When you decide to join us for your cruise, you will be made aware of the likely destinations, and we will do our very best to make sure that you get to see as much as possible during your time with us. However – as your skipper Chris will explain before you sail – there are practical factors that may dictate where you can go and when. The main factor is obviously the weather, and as we’ve pointed out in the ‘Timid Sailor’ section, there is no way that you or Chalice will be purposely subjected to weather conditions that, in the Skippers’ opinion, are unnecessary or dangerous.
Your basic cruise itinerary will give you an idea of where we may go. We’ll always ask right at the start of your cruise if there is anything or anywhere in particular that you would like to see, or a place where you’d like to go. And then we’re off! The beauty of cruising on Chalice is that we can be totally flexible, and you can be sure that we’ll always do our best to ensure that all of your expectations are fulfilled.
You’ll see from the cruise itinerary, that we offer 4, 6, and 9 night cruises, and basically, the longer you’re on board (apart from becoming more relaxed!) the further we will travel and the more you will see. After you board Chalice at around 1530hrs, your first night will normally be spent in the quiet waters of Loch Drumbuie, at the head of Loch Sunart. This is a journey taking just over three hours and sees us at the west end of the Sound of Mull. It’s the perfect way to start your holiday – a short relaxing sail, beautiful surroundings and a three course dinner.
The next morning should see us rounding Ardnamurchan Point, the most westerly point of mainland Britain. We may head north for the Small Isles and Canna, or west to Coll and Tiree. On St Kilda trips, we will sail on across the Minch to the Outer Isles before making the final crossing out into the Atlantic for St Kilda. This gives us the opportunity to visit some really beautiful and remote places that are truly ‘off the beaten track’. The Shiant Islands, Scarp, Taransay and the Monach Islands are some of the destinations that are easily within our reach. If you’d like to find out more about the Shiants then click here to find out more about these wild and beautiful islands.
Saint Kilda is the ultimate goal of many travellers and the focus of all of the longer cruises on Chalice. A little over 40 nautical miles west of the Outer Hebrides, you’ll get a real sense of adventure and achievment when you reach them. There is no single island of ‘St Kilda’, which refers to a small archipeligo of islands which include Boreray (shown above), Levenish, Soay and Hirta – the main island. Bequeathed to the National Trust for Scotland in 1957, it is unique in having its World Heritage Status extended to also include the surrounding marine environment. If you click here you can visit the official NTS St Kilda website for more information.

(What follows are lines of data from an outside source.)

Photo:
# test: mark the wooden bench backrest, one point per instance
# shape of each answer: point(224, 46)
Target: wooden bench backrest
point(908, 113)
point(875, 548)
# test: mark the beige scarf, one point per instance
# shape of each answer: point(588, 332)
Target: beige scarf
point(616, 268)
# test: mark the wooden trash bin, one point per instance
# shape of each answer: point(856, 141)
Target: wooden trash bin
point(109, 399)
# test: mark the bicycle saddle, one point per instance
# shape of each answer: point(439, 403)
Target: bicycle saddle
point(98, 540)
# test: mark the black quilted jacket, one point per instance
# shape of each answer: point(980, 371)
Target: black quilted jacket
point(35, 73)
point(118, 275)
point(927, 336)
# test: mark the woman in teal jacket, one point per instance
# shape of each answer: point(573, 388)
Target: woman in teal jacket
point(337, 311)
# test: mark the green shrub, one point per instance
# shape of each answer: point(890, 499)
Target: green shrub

You’ll notice that we promote our holidays as ‘wilderness cruises’ and there’s a very good reason for this. It’s because of the variety and unique mixture of wildlife and scenery that you’ll experience, combined with our totally flexible attitude to our schedule and the places we may visit. This is not just a ‘wildlife cruise’; it’s not just an island-hopping trip; it’s not just a bird-watching trip – it’s all of these things and much, much more. Each day will see us reach a new destination and you’ll normally be given the opportunity to go ashore and explore. Most nights will be spent in quiet bays at anchor – it’s not unusual for our evening meal to be disturbed by a muffled shout of ‘Look, an otter!’, or to drift off to sleep with the sound of seals ‘singing’ in the distance.
The great thing is, that you don’t need to be an expert in anything to enjoy the experience. If you’re looking for a holiday where you can unwind, relax, and grasp a taste of freedom, then all you need to do is come on board with us, and get up every morning – the rest just happens all around you!